Client Certificate Request freezes handshake.

[vbickov]

Maybe this issue is related to a particular implementation on a client side.

When Client Verification is enabled like this:

tls_request_client_certificate(ctx); 
SSL_CTX_set_verify(ctx,SSL_VERIFY_PEER,(tls_validation_function)tls_default_verify);

handshake stops after the server sends tls_certificate_request(). The client just does not respond anything.

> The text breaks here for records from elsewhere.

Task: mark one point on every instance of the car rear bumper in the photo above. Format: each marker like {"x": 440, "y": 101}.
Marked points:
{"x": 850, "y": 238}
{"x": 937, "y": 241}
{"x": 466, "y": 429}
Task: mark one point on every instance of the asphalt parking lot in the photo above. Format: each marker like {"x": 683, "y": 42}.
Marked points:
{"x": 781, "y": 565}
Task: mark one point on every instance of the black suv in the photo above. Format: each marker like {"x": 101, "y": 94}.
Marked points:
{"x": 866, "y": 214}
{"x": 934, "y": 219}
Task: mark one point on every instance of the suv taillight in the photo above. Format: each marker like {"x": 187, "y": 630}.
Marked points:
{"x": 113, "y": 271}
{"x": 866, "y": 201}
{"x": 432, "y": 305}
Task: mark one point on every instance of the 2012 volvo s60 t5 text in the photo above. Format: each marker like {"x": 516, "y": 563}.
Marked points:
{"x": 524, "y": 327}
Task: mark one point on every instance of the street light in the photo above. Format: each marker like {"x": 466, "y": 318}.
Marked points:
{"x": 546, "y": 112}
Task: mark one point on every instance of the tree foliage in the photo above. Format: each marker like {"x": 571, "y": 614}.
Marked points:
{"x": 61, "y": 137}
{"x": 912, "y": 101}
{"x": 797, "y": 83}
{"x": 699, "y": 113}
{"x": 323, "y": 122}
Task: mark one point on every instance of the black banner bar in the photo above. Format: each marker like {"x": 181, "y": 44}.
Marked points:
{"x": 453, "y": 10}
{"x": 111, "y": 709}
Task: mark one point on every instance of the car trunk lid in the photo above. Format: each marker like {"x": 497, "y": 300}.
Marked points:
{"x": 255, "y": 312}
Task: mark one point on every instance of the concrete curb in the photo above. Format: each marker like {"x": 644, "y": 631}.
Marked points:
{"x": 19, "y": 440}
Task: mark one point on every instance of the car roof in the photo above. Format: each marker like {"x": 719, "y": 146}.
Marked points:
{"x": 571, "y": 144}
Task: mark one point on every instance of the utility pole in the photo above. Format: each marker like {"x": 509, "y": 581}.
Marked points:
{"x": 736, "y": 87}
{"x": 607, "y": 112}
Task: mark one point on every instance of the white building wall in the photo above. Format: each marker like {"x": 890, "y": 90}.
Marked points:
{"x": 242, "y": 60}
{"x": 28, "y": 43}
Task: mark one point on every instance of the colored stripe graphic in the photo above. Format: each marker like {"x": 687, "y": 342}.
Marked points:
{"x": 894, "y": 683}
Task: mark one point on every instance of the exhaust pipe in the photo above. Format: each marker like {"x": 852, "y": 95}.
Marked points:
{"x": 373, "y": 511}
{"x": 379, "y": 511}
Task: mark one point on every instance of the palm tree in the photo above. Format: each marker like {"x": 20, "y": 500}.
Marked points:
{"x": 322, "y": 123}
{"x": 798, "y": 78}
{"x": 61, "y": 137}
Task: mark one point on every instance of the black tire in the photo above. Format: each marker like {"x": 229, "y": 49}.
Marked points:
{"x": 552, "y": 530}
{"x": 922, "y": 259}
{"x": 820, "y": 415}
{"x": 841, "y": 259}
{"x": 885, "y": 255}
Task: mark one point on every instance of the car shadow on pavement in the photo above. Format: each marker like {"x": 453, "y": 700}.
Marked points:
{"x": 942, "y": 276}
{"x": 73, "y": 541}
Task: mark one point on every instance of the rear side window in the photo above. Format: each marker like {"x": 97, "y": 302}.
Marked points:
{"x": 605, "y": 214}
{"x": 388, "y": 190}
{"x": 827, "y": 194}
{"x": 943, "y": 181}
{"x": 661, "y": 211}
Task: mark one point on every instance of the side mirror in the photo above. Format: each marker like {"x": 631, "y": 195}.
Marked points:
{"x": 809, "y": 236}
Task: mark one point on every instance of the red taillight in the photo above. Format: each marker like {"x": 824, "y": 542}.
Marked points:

Is Client Certificate Request/Client Verification stable/tested ?

[eduardsui]

I don't know. Please post some working code in order to debug it. Just tested on the server, it works as expected.

[vbickov]

Well, the working code is pretty simple.

tls_load_private_key(ctx, pkey_buf, pkey_size);
tls_load_certificates(ctx, cert_buf, cert_size);
tls_load_root_certificates(ctx, root_buf, root_size);
//tls_request_client_certificate(ctx); 
SSL_CTX_set_verify(ctx,SSL_VERIFY_PEER,(tls_validation_function)tls_default_verify);
SSL_accept(m_ctx);

Nothing fails, but if tls_request_client_certificate(ctx) is uncommented, then client stops communication after server sent HELLO with tls_certificate_request(). I do not really have time to dig deeper. Maybe the problem is related to the client implementation. The client is proprietary, so I do not know what is going on inside.

[eduardsui]

Please post the entire code, for me to compile it and test it. What client are you using? I've tested it with Firefox and Chrome as clients, and it works.

[eduardsui]

You could try to compile it with -DDEBUG in order to see the handshake flow.

[vbickov]

I'm using your library to implement enhanced security for a non-web app, and handshake occurs in the middle of session. I already posted entire code related to handshake. Debug is enabled. Nothing happens after sending HELLO with tls_certificate_request(). Client is just sitting and waiting for something. I was just curious whether or not you experienced the same issue. You can close the case 'cause you won't be able to reproduce it anyway.

[eduardsui]

Ok. Never happened to me, but I never used client certificates in production (just for testing purposes). I will make some tests with openssl client to check it further.